If you encounter issues:

  1. Check logs for error messages:

    tail -100 cleanup_jobs.log | grep -i error
    

  2. Run in debug mode:

    python cleanup_jobs.py --verbose --dry-run
    

  3. Verify installation:

    python -c "import cleanup_jobs; print('Script OK')"
    

  4. Test database connection:

    sqlite3 jobs.db ".tables"
    

Best Practices

Regular Maintenance

  1. Weekly Review: Check cleanup summaries weekly

    # Review weekly summaries
    ls -lt cleanup_summary_*.json | head -7
    

  2. Monthly Analysis: Analyze trends monthly

    # Monthly space freed
    grep "Total disk space freed" cleanup_jobs.log | \
      awk '{print substr($1,1,7), $7}' | \
      awk '{a[$1]+=$2} END {for(i in a) print i, a[i]/1024 " GB"}'
    

  3. Quarterly Tuning: Adjust retention based on usage

    # Average job age at cleanup
    sqlite3 jobs.db "
    SELECT AVG(julianday(data_cleaned_at) - julianday(completed_at)) as avg_days
    FROM jobs WHERE data_cleaned_at IS NOT NULL;"
    

Safety Measures

  1. Always test with dry-run before changing retention:

    python cleanup_jobs.py --dry-run --success-retention-days 3
    

  2. Backup important results before they expire:

    # Archive jobs older than 5 days
    tar -czf backup_$(date +%Y%m%d).tar.gz \
      $(find results -maxdepth 1 -type d -mtime +5)
    

  3. Monitor disk usage proactively:

    # Set up disk usage alert
    USAGE=$(df /path/to/results | awk 'NR==2 {print $5}' | sed 's/%//')
    if [ $USAGE -gt 80 ]; then
      echo "Warning: Disk usage at ${USAGE}%" | mail -s "EEMT Disk Alert" admin@example.com
    fi
    

Performance Tips

  1. Schedule during low-usage periods: Run cleanup when system is idle

  2. Adjust batch size for your system:

    # Smaller batches for limited resources
    export EEMT_CLEANUP_BATCH_SIZE=25
    
    # Larger batches for powerful systems
    export EEMT_CLEANUP_BATCH_SIZE=200
    

  3. Use nice for background cleanup:

    nice -n 10 python cleanup_jobs.py
    

  4. Implement staged cleanup for very large deployments:

    # Clean failed jobs first (usually smaller)
    python cleanup_jobs.py --success-retention-days 999 --failed-retention-hours 12
    
    # Then clean successful jobs
    python cleanup_jobs.py --success-retention-days 7 --failed-retention-hours 999
    

Summary

The EEMT cleanup scripts provide flexible, automated management of job data to maintain optimal system performance.
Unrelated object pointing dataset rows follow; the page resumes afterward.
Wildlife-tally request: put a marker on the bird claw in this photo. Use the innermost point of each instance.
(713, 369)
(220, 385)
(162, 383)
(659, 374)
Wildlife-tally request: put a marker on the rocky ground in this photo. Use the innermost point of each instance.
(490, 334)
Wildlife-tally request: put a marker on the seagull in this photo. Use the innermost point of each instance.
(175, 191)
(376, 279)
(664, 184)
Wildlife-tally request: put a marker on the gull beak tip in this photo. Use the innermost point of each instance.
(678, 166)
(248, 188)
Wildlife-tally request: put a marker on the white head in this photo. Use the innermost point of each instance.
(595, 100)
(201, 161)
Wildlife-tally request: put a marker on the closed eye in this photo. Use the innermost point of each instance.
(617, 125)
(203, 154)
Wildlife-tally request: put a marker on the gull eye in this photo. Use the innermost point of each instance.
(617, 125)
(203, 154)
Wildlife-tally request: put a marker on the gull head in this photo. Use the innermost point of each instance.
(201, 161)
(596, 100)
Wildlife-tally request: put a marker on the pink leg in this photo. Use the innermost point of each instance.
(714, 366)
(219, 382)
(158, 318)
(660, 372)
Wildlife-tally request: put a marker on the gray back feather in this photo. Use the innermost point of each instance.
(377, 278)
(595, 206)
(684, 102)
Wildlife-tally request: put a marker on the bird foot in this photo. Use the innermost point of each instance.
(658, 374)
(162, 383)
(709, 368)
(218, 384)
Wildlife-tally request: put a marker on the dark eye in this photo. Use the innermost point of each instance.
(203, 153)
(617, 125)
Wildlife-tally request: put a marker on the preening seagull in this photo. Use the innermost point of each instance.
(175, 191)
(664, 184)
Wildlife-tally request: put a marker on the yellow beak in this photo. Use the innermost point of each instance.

Key points:

  • Simple setup: One command to enable automated cleanup
  • Configurable retention: Adjust to your needs
  • Safe operation: Dry-run mode and job config preservation
  • Multiple scheduling options: Cron, systemd, or manual
  • Comprehensive logging: Full visibility into cleanup operations

Regular use of these cleanup scripts ensures your EEMT deployment remains efficient and responsive even with high job volumes.